The 2017 Tax Cuts and Jobs Act (TCJA) ended the exemption for performance-based pay and expanded the number of top executives subject to the cap. Of course, by lowering the corporate tax rate from 35 percent to 21 percent, the TCJA also weakened the tax penalty.
Exploding executive comp
The 2010 Affordable Care Act (ACA) took a slightly different route: It prevented health insurers from deducting executive pay in excess of $500,000, starting in 2013.
Denying the deduction could have increased the after-tax cost of an additional dollar of affected compensation by about half—from 65 cents to a dollar. Yet executive compensation has exploded over the past three decades. According to one survey, median CEO pay of large US companies grew from $2.2 million in 1990 (shortly before Congress enacted the 1993 tax limits) to $12.1 million in 2016, an increase of 438 percent. That far exceeded overall inflation of about 184 percent over the period.
A closer look finds pretty much the same result. A 2000 study by Nancy Rose and Catherine Wolfram for the National Bureau of Economic Research found that the 1993 law had little effect on executive compensation, beyond a predictable shift to performance-based pay and some salary compression around the $1 million level.
A sea-change
Concluded the authors: “There is little evidence that the deductibility cap has had significant effects on overall executive compensation levels or growth rates at firms likely to be affected.”
The exemptions for performance based pay did result in a sea-change in many firms’ compensation structure. One recent study for the Stanford Law Review looked at Starbucks. In 2017, the firm paid only one of its top executives more than $1 million in salary, and paid its top five execs a total of about $4.4 million. However, those five senior managers were paid an additional $41 million in fully-deductible equity, stock options, and other incentive awards.
You might conclude, then, that the problem with the ’93 law was its wide-as-a-highway exception for performance-based pay. But the 2010 limit on health insurance companies dropped that protection. It didn’t matter. The insurers paid their executives big bucks anyway and absorbed extra taxes associated with the lost deduction.
The Economic Policy Institute, a labor-funded group that is no friend of high levels of executive compensation, took a close look at the effects of the ACA limits on deductibility of insurance company executive comp and found…nothing. It concluded, “There is no evidence that limiting the deductibility of CEO pay for health insurers lowered this pay relative to other industries, after controlling for other determinants of pay.”
Design problems
The Sanders plan tries a different model, of course. It raises tax rates rather than limiting deductions. And instead of raising taxes based on a fixed level of executive comp, it links its tax penalty to the pay of top management relative to rank-and-file workers. But it isn’t hard to find problems with that design: It could punish retailers or other business with large numbers of low-skilled, low pay workers while exempting CEOs of tech firms.

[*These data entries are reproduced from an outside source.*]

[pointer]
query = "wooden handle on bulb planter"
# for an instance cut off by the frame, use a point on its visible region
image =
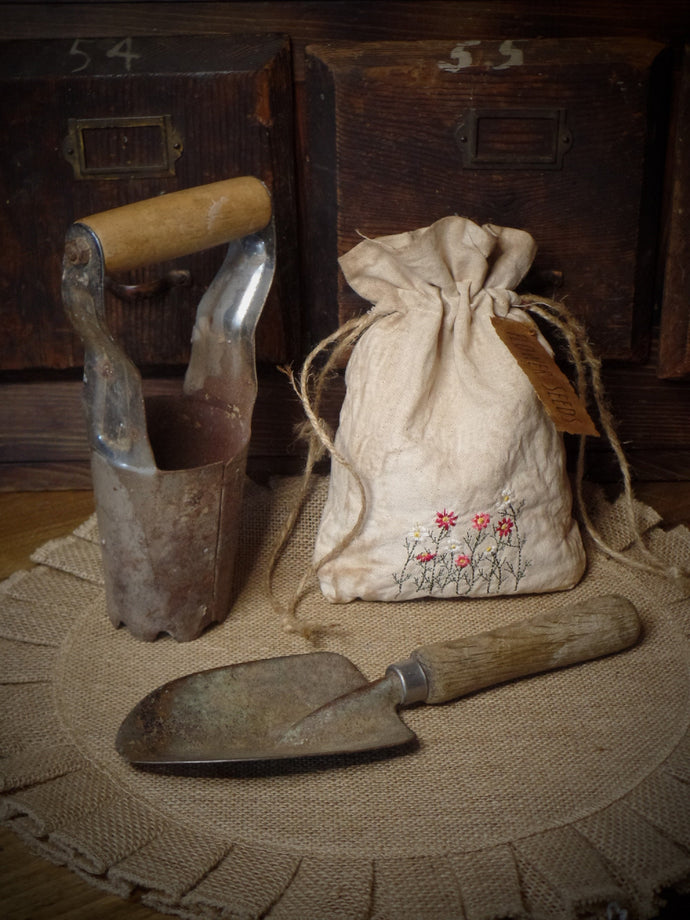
(556, 639)
(180, 223)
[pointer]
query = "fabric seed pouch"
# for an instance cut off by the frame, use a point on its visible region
(452, 478)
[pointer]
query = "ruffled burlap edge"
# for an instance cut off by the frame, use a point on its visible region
(71, 813)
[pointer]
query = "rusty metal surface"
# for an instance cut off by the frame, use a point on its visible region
(168, 473)
(297, 705)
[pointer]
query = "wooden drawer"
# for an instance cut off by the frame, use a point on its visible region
(552, 136)
(90, 124)
(674, 352)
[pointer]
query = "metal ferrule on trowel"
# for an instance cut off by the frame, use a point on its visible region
(168, 471)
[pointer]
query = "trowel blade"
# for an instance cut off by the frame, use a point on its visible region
(294, 706)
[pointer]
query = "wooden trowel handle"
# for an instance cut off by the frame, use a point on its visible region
(178, 224)
(543, 643)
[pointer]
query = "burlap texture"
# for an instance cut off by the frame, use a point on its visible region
(547, 798)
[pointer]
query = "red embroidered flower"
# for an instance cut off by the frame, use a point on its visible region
(446, 519)
(504, 527)
(481, 521)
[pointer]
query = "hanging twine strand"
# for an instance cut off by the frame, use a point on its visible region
(309, 386)
(587, 365)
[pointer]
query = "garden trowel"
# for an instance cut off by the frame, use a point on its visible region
(320, 703)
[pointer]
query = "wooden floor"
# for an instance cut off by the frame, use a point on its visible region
(30, 887)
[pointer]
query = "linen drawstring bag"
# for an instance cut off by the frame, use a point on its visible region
(448, 476)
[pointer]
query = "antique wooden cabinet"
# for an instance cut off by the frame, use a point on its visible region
(369, 117)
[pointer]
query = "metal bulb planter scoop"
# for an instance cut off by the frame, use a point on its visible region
(168, 471)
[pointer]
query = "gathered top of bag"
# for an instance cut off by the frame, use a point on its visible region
(452, 251)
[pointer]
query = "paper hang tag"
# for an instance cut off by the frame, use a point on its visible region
(564, 406)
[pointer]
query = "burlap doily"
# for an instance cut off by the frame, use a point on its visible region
(550, 797)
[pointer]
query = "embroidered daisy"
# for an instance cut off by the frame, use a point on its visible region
(446, 519)
(425, 557)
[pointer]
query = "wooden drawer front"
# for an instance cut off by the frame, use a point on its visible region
(91, 124)
(674, 348)
(550, 136)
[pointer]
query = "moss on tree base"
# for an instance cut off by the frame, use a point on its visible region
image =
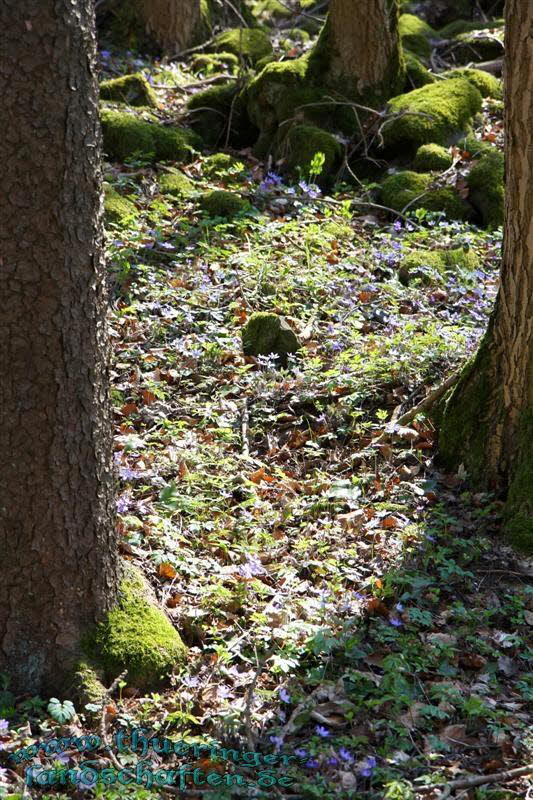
(137, 636)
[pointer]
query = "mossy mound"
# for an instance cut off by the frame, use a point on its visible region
(131, 89)
(486, 184)
(416, 74)
(211, 63)
(414, 190)
(435, 113)
(301, 145)
(415, 34)
(126, 135)
(266, 333)
(432, 157)
(175, 184)
(213, 109)
(117, 209)
(249, 44)
(220, 203)
(222, 165)
(487, 85)
(137, 636)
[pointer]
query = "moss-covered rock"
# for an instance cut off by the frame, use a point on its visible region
(127, 135)
(137, 636)
(486, 184)
(415, 34)
(175, 184)
(432, 157)
(487, 85)
(117, 209)
(414, 190)
(267, 333)
(131, 89)
(416, 74)
(211, 110)
(434, 113)
(250, 44)
(220, 203)
(303, 142)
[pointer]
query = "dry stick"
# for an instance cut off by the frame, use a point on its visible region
(480, 780)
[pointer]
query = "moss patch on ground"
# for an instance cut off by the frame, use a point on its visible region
(127, 135)
(131, 89)
(137, 636)
(414, 190)
(486, 184)
(434, 113)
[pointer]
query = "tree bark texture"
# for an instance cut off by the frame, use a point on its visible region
(488, 420)
(58, 560)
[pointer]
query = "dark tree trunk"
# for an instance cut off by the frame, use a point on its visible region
(58, 561)
(488, 420)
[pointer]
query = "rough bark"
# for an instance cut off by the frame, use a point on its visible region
(488, 420)
(360, 48)
(58, 561)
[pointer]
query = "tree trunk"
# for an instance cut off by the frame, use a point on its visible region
(58, 559)
(174, 24)
(360, 49)
(488, 420)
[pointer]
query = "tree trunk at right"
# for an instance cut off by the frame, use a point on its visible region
(488, 419)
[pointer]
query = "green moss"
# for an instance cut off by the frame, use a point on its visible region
(416, 74)
(211, 110)
(126, 135)
(487, 85)
(415, 34)
(304, 141)
(518, 524)
(175, 184)
(137, 636)
(220, 203)
(266, 333)
(431, 157)
(131, 89)
(434, 113)
(118, 210)
(414, 189)
(486, 184)
(250, 44)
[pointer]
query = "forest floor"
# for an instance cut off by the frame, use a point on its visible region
(342, 598)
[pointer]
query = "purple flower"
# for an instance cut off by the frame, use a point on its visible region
(284, 696)
(369, 767)
(345, 754)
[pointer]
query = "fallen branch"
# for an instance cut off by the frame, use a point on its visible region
(478, 780)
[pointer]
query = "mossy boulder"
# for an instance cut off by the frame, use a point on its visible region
(303, 142)
(118, 210)
(131, 89)
(432, 157)
(250, 44)
(487, 85)
(411, 190)
(416, 74)
(220, 203)
(175, 184)
(486, 184)
(266, 333)
(137, 635)
(213, 109)
(436, 113)
(415, 34)
(127, 135)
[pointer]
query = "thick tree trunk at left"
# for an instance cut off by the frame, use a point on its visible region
(488, 420)
(58, 562)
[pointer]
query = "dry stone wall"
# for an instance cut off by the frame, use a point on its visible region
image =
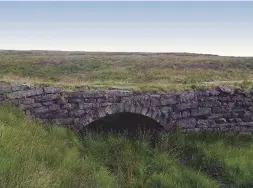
(221, 109)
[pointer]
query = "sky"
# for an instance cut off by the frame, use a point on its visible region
(222, 28)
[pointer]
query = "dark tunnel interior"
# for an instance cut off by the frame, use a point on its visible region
(130, 124)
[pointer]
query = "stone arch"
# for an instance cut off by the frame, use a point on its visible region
(101, 112)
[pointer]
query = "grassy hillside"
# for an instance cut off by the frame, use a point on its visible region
(33, 155)
(137, 71)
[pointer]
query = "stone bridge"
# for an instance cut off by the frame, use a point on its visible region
(220, 109)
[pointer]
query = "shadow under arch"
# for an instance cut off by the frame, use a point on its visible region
(130, 124)
(124, 112)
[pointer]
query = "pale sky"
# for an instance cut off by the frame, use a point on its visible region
(223, 28)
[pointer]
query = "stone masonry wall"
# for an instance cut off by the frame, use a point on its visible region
(221, 109)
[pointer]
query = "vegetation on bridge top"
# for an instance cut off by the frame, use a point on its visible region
(129, 71)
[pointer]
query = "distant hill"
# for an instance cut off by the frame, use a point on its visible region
(124, 69)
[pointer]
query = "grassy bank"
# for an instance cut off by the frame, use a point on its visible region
(33, 155)
(132, 71)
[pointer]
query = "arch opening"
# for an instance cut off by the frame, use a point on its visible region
(130, 124)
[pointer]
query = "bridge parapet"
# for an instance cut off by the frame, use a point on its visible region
(220, 109)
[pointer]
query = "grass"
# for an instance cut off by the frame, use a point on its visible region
(130, 71)
(34, 155)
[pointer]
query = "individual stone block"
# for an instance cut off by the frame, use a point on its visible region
(185, 106)
(50, 90)
(200, 111)
(187, 123)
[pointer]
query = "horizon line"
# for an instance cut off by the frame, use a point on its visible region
(137, 52)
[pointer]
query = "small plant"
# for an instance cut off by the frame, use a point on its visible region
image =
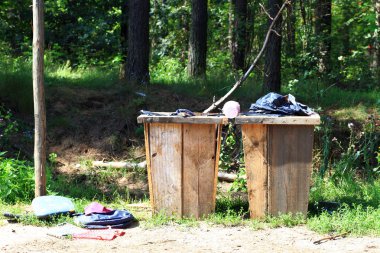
(358, 159)
(16, 180)
(231, 150)
(8, 126)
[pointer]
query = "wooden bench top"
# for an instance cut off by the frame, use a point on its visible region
(165, 117)
(273, 120)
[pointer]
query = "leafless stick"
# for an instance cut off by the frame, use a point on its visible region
(245, 76)
(274, 31)
(265, 11)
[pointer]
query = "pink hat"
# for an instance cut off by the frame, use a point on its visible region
(231, 109)
(95, 207)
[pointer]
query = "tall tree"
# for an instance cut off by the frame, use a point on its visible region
(291, 28)
(376, 61)
(198, 39)
(239, 33)
(123, 37)
(137, 67)
(323, 33)
(272, 68)
(39, 98)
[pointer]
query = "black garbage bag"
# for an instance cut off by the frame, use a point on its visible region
(274, 103)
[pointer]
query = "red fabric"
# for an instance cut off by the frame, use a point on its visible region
(95, 207)
(102, 234)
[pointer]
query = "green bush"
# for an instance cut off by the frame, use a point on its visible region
(16, 180)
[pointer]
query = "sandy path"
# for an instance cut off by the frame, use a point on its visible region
(18, 238)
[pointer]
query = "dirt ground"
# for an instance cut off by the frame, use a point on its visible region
(101, 125)
(205, 238)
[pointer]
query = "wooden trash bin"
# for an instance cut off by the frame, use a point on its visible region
(278, 159)
(182, 156)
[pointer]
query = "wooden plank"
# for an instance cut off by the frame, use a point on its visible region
(270, 120)
(166, 167)
(148, 165)
(198, 169)
(39, 99)
(165, 117)
(216, 165)
(256, 163)
(207, 170)
(290, 155)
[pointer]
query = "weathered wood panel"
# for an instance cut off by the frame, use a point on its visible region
(148, 165)
(290, 156)
(166, 167)
(164, 117)
(255, 155)
(198, 169)
(216, 165)
(272, 120)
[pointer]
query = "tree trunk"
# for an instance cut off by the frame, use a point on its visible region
(123, 38)
(272, 68)
(291, 29)
(323, 33)
(376, 58)
(345, 28)
(39, 98)
(137, 70)
(198, 39)
(239, 34)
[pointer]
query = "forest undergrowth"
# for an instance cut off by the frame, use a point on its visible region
(346, 162)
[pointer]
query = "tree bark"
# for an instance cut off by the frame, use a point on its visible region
(198, 39)
(272, 68)
(291, 29)
(345, 28)
(239, 34)
(39, 98)
(376, 59)
(123, 38)
(323, 33)
(137, 69)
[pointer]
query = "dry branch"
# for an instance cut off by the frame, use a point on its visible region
(222, 176)
(119, 165)
(245, 76)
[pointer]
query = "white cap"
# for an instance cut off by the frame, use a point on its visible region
(231, 109)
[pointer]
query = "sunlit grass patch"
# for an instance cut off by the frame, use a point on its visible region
(356, 220)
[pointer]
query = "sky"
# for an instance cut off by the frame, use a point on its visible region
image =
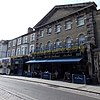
(16, 16)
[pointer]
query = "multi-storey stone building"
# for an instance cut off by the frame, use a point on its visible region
(66, 37)
(65, 40)
(20, 49)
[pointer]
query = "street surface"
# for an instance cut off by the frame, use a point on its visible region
(13, 89)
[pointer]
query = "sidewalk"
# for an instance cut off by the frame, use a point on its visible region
(81, 87)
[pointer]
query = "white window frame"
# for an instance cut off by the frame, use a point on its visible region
(9, 44)
(80, 21)
(14, 42)
(32, 37)
(58, 28)
(68, 42)
(19, 41)
(18, 51)
(41, 33)
(68, 25)
(13, 52)
(8, 53)
(25, 39)
(49, 30)
(81, 39)
(32, 48)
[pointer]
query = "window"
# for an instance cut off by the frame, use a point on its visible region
(13, 52)
(31, 48)
(18, 51)
(9, 44)
(25, 39)
(26, 50)
(48, 45)
(41, 46)
(58, 43)
(68, 42)
(81, 39)
(49, 30)
(68, 25)
(80, 21)
(57, 28)
(8, 53)
(14, 42)
(33, 37)
(41, 33)
(19, 41)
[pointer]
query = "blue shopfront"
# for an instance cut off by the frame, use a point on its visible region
(19, 65)
(72, 65)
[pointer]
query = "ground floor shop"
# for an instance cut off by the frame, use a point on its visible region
(5, 64)
(18, 65)
(59, 69)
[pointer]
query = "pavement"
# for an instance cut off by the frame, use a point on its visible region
(81, 87)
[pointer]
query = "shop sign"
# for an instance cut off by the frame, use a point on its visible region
(46, 75)
(5, 60)
(76, 78)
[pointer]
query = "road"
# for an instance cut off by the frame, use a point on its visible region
(36, 91)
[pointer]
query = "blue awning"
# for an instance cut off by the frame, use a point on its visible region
(55, 60)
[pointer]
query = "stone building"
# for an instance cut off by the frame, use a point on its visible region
(65, 34)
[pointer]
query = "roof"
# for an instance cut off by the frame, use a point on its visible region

Or it could encourage firms to contract out low-wage work. Discouraging firms from employing low-skilled workers seems contrary to much of what Sanders supports.
If lawmakers think businesses are paying corporate execs too much, they probably should focus on corporate governance, not tax issues. If they do want to use the tax code to punish highly-paid managers, they’d be better off just raising the individual income tax on all very high-income taxpayers. Sanders, of course, has proposed that too, with a wealth tax and a high individual income tax rate. But if he thinks a tax penalty will reduce the pay gap, he may be disappointed with the outcome.